I am in the process of building a house, which means I can say with confidence that there are about a billion decisions to make: from what kind of door hinges to install, what type of tile to use on the backsplash, to where each electrical outlet goes. Today I find myself mulling over a new topic: should I get a central vacuum system or stick with a traditional vacuum?!
When our contractor asked us if we wanted central vacuum, I began to imagine all of the beautiful crumb traps (called toe kicks, in central vac parlance) I could install all over my home—in the kitchen, bathrooms, front hall—the options seemed endless. It would seem like a miracle to have somewhere to sweep all those crumbs and just see them disappear, especially if you’ve ever met my son.
Then I started thinking about those hoses. Man, they are long and cumbersome and I would need to store them somewhere, and then drag them out every time I need to vacuum. That part does not seem ideal. As you can see, I was all over the place with this decision.
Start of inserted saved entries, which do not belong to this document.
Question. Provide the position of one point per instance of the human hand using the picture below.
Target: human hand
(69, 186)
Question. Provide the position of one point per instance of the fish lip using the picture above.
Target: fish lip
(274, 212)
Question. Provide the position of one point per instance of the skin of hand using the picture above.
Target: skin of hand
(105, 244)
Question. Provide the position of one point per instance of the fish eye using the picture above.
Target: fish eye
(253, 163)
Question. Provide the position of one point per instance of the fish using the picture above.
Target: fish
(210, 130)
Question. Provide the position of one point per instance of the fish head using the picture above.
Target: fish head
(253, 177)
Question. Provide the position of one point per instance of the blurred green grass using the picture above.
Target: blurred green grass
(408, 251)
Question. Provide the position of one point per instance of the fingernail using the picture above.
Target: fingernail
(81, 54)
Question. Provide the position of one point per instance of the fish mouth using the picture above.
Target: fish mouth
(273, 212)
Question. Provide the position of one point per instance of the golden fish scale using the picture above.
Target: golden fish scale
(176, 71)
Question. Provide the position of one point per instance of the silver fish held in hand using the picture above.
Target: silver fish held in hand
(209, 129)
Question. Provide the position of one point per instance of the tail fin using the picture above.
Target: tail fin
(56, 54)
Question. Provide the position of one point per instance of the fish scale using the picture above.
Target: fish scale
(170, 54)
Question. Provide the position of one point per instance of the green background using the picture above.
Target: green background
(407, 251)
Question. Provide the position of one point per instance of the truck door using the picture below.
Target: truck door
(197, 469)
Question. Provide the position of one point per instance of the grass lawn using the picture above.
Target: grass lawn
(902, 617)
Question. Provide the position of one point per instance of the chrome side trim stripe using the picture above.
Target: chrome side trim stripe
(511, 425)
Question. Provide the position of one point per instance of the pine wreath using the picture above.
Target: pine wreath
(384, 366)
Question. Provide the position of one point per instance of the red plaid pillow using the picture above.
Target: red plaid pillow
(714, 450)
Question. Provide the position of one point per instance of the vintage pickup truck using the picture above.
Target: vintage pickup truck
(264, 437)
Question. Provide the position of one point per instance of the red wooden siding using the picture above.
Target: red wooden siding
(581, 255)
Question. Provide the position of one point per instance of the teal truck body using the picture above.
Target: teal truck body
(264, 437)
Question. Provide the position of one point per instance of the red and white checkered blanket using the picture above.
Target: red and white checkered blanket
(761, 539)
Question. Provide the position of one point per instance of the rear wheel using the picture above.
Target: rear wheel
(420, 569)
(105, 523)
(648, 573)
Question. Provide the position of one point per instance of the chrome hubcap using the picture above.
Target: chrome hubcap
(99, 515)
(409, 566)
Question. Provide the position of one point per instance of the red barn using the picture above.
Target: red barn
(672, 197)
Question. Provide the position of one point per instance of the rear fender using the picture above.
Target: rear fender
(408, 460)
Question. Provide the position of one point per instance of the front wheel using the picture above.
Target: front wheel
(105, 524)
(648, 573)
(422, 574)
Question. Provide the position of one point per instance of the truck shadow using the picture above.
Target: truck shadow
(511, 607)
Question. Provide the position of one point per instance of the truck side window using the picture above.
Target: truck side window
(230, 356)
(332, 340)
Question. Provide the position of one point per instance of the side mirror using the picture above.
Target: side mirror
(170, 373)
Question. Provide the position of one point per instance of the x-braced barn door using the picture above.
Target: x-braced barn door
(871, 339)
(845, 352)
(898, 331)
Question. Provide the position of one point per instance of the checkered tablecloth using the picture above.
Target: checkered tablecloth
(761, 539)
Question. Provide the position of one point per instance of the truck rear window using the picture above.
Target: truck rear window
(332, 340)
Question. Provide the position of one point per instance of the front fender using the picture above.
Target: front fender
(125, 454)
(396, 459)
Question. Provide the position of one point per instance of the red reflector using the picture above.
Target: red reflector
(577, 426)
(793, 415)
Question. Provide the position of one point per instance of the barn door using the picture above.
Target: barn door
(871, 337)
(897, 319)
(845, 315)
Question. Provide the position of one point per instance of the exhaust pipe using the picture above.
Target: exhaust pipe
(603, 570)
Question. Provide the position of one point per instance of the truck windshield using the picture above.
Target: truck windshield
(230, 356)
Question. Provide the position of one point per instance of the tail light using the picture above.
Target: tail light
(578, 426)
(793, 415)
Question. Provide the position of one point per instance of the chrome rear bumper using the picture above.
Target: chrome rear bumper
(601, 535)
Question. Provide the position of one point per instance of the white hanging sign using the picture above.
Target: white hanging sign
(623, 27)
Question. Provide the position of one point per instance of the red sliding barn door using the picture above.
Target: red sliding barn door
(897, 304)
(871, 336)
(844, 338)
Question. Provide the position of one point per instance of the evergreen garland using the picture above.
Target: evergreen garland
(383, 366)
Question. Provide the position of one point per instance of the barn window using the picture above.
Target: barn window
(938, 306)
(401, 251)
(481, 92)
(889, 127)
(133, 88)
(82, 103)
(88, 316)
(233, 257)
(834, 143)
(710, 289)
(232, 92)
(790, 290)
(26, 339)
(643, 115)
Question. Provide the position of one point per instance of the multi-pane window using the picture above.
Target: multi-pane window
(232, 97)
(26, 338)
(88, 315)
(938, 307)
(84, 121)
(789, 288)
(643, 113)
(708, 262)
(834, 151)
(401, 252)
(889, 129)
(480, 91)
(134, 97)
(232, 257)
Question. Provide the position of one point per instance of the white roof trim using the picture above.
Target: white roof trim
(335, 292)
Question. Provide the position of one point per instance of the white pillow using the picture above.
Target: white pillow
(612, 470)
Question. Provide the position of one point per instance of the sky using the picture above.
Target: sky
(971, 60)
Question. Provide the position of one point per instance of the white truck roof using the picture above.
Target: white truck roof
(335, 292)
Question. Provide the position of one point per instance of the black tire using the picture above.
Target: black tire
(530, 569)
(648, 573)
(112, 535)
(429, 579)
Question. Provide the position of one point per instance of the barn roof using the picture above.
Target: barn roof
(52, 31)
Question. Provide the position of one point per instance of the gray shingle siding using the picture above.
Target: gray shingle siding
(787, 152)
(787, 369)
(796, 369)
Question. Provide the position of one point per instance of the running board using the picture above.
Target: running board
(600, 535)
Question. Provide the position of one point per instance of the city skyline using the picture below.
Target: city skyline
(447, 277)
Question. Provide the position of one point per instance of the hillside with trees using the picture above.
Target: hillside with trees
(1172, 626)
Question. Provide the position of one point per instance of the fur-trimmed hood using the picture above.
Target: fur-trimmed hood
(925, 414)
I decided the best thing to do was to educate myself a little bit more on the technological advances of central vac, since the last time I lived in a house with a central vacuum system was about 15 years ago. Well, here’s what I’ve found out…
The Hose Problem
The hoses are still large! They extend to 30 or 40 feet, and unless you want to pay through the nose (and still potentially run into some snags) you want it to be those large ones that need to be stored, and not the retractable ones. Why so long you ask? In most homes, there are only one or two inlets on each floor for the hoses to attach to, so they have to be long enough to reach every corner of the house.
The Crumb Trap Trap
The second thing I discovered is that crumb traps can’t necessarily go wherever you want. This was pretty disappointing news. For the same reason that you can only have inlets in certain spots, the same applies to the toe kicks. The dirt needs a way to travel to the main system, so each kick means additional piping through the house to the garage, making it a big, costly, and often unfeasible job to have them in every room.
And The Verdict Is…
Despite my disappointment with the latter, and taking into consideration that I am going to have hardwood throughout the house, I decided that a central vacuum system was the way to go for us. The benefits of having cleaner air, better suction than with a canister vacuum, and getting to have that one toe kick in the kitchen, outweighed the negatives of the bulky hose. I will have a designated spot for the hose in my laundry or storage room, and when I don’t need to do a big vacuum, I will just use a dry mop or a robot vacuum.